Expectations for tomorrow's J-Hole speech by the venerable Ben Bernanke vary from the mundane "things-we-can-still-do; monitoring-situation" to the exuberant "we'll-print-our-way-out-of-this-mess-no-matter-what-and-I've-got-your-back-for-anything-more-than-a-1%-drop-in-the-Russell". We suspect, like Morgan Stanley's Vince Reinhart that a lot of people are going to be grossly disappointed as the FOMC (C for Committee) meeting is so close and the election being just around the corner means playing-down any miracle-making. Instead we suspect it will be more of the same - disappointment in economic performance, could do better, closely monitoring, Fed-has-tools; i.e. a replay of most of his recent speeches in tone. Reinhart does see some room for surprise though - especially on conditional policy rules (and the potential problems with over-reaching their mandate).
Vincent Reinhart, Morgan Stanley: The Message from the Mountains
We have had low expectations for significant news from Chairman Bernanke’s Jackson Hole address for some time for two reasons.

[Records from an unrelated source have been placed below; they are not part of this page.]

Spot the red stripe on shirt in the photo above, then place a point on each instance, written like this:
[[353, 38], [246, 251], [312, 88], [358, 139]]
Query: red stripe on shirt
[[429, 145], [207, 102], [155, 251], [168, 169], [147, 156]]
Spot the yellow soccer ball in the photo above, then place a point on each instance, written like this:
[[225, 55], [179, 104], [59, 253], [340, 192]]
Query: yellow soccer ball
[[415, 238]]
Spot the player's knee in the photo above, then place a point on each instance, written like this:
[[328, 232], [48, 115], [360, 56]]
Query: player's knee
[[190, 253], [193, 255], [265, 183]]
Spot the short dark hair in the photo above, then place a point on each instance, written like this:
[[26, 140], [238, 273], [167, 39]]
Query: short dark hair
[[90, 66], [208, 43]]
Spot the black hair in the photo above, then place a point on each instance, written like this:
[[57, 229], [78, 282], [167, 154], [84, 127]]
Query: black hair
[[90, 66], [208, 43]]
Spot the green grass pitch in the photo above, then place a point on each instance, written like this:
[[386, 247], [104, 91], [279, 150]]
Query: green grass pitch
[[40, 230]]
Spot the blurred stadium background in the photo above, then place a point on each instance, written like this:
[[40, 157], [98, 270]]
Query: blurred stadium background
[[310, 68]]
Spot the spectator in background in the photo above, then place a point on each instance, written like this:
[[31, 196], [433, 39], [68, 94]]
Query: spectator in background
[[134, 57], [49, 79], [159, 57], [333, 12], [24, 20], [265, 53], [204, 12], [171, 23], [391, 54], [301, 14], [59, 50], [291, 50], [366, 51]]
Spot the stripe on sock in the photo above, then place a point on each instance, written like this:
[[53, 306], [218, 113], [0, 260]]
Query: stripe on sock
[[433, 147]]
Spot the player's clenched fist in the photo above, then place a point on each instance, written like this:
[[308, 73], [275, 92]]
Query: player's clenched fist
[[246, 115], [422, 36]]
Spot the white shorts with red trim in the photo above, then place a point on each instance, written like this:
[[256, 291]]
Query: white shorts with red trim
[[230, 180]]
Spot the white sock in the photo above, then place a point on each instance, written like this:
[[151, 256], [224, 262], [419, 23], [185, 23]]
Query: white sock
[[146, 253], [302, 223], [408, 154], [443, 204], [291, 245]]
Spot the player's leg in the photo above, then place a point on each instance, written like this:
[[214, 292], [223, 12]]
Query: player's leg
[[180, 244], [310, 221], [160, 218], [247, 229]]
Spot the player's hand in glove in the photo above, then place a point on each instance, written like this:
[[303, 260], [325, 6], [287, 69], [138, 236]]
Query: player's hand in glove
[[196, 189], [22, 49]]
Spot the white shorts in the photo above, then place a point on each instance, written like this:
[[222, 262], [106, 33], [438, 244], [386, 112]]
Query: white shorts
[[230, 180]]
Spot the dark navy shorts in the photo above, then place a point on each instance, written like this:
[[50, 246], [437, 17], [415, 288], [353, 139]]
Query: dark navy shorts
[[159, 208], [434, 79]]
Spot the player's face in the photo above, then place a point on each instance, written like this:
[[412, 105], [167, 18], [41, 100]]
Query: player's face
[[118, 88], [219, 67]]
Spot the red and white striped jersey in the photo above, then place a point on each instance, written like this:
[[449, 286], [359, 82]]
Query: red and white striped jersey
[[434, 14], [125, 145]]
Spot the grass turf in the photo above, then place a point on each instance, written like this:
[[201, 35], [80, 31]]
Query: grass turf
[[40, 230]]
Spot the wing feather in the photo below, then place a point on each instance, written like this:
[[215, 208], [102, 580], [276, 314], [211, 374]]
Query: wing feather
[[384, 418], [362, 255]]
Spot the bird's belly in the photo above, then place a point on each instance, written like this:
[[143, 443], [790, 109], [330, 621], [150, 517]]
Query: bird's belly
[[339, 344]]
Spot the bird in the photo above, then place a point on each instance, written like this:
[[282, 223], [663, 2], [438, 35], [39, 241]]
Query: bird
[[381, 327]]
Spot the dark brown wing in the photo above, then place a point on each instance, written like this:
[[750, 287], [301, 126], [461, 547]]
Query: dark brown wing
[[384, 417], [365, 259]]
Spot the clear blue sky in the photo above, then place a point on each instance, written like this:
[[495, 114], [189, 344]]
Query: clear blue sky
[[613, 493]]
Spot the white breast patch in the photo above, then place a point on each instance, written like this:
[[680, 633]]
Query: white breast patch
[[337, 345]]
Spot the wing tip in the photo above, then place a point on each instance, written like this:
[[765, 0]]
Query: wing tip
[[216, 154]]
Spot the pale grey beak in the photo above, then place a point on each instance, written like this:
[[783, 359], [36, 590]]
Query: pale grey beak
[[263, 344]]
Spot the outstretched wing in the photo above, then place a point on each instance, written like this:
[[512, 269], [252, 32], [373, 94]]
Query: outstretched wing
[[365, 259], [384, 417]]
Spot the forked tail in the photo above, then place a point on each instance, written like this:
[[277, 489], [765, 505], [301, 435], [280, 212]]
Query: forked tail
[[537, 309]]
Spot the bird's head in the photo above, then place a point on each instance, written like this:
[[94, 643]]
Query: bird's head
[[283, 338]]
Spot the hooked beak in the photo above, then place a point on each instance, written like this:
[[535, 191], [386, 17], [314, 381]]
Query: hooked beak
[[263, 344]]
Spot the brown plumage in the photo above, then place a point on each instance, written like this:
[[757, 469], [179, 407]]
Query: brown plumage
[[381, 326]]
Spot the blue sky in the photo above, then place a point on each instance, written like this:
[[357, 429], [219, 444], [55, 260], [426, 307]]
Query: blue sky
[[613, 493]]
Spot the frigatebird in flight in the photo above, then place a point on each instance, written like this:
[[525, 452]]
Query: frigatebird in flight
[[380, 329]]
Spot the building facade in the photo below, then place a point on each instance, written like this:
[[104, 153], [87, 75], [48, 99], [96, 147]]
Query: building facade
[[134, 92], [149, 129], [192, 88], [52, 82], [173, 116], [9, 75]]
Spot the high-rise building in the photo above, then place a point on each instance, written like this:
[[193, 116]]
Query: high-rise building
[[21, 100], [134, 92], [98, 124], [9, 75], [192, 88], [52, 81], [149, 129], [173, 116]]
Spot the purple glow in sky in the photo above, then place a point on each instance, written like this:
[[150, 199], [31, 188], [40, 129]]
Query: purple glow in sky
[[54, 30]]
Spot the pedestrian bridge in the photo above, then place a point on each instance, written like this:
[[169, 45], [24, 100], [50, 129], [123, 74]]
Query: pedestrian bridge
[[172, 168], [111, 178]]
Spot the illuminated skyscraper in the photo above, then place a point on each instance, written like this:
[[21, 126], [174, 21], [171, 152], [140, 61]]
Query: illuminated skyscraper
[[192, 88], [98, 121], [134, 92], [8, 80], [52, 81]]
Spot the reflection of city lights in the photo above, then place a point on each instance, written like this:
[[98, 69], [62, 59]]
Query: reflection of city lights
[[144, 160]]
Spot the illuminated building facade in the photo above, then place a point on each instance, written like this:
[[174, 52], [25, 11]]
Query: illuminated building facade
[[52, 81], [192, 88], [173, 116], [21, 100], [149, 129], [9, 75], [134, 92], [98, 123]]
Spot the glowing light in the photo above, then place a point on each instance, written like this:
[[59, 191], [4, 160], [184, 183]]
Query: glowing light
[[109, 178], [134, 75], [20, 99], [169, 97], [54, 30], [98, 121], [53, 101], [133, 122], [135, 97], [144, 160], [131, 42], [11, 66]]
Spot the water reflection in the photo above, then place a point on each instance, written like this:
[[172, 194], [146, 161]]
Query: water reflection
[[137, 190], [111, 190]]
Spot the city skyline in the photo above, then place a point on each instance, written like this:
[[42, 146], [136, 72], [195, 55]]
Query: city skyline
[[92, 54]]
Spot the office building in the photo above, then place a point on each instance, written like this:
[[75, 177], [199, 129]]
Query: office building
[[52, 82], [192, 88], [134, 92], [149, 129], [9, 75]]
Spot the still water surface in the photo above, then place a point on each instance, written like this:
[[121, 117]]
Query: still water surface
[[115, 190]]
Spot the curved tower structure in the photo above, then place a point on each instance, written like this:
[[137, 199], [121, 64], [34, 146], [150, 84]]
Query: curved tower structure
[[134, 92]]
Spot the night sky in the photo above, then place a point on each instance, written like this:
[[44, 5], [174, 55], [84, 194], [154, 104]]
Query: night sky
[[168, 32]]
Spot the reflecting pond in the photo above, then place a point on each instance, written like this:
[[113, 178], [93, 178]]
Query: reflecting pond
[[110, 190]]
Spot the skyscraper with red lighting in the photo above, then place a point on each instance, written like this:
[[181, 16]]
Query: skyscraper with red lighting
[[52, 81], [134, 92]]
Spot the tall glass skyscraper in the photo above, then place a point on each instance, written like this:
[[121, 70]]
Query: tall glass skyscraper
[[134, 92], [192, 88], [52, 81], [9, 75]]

- First, he respects that the Federal Open Market Committee is a committee. That is, monetary policy actions are group decisions and it is inappropriate to front run the outcome of a democratic process.
- Second, he wants to keep a relatively low profile during an election year when the Federal Reserve is already a hot-button campaign issue. His speeches and testimonies over the past few months—even his semi-annual report on monetary policy—have been short, factual, and uneventful.
What does he have to do? He has to convey that the Fed has been disappointed in the economy’s performance, that policymakers are inclined to provide additional accommodation soon unless there is a significant and sustained improvement, and that they will closely monitor the situation. Essentially, all he needs to do is repeat portions of the statement and minutes from the July-August meeting. Along the way, he will highlight that it is a beautiful venue for a conference, that they are about to hear interesting papers, and that many fiscal challenge remain unanswered.
The main possibility for surprise is if he addresses the ongoing work within the Fed on conditional policy rules. The last set of minutes referred several times to discussions of rules and more open-end policy commitments. Up to now, the Fed has been using its policy instruments in an unconditional way, in that it announces a program of fixed duration and fixed amount. Most academic work, as will be discussed in the formal program at Jackson Hole, suggests that a rule linking the policy instrument to economic outcomes or the outlook performs better.
The idea is that the Fed could agree, for instance, to keep the funds rate target at zero as long as they have an economic forecast that is short of their mission. The problem is that the mission at the heart of Fed policy-making is ambiguous. In the Federal Reserve Act, the Congress tells the Fed to foster maximum employment and stable prices but is silent on how to weigh deviations from the two objectives or how quickly those deviations should be eliminated. The monetary policymakers at the Fed are a diverse group of people who disagree on how to fill this silence. If they can come to terms with this issue, then they can offer more open-ended assurance to financial market participants and the public at large.
Chairman Bernanke is unlikely to offer a Solomonic solution, but his speech would be more interesting if he relayed where they are in the process.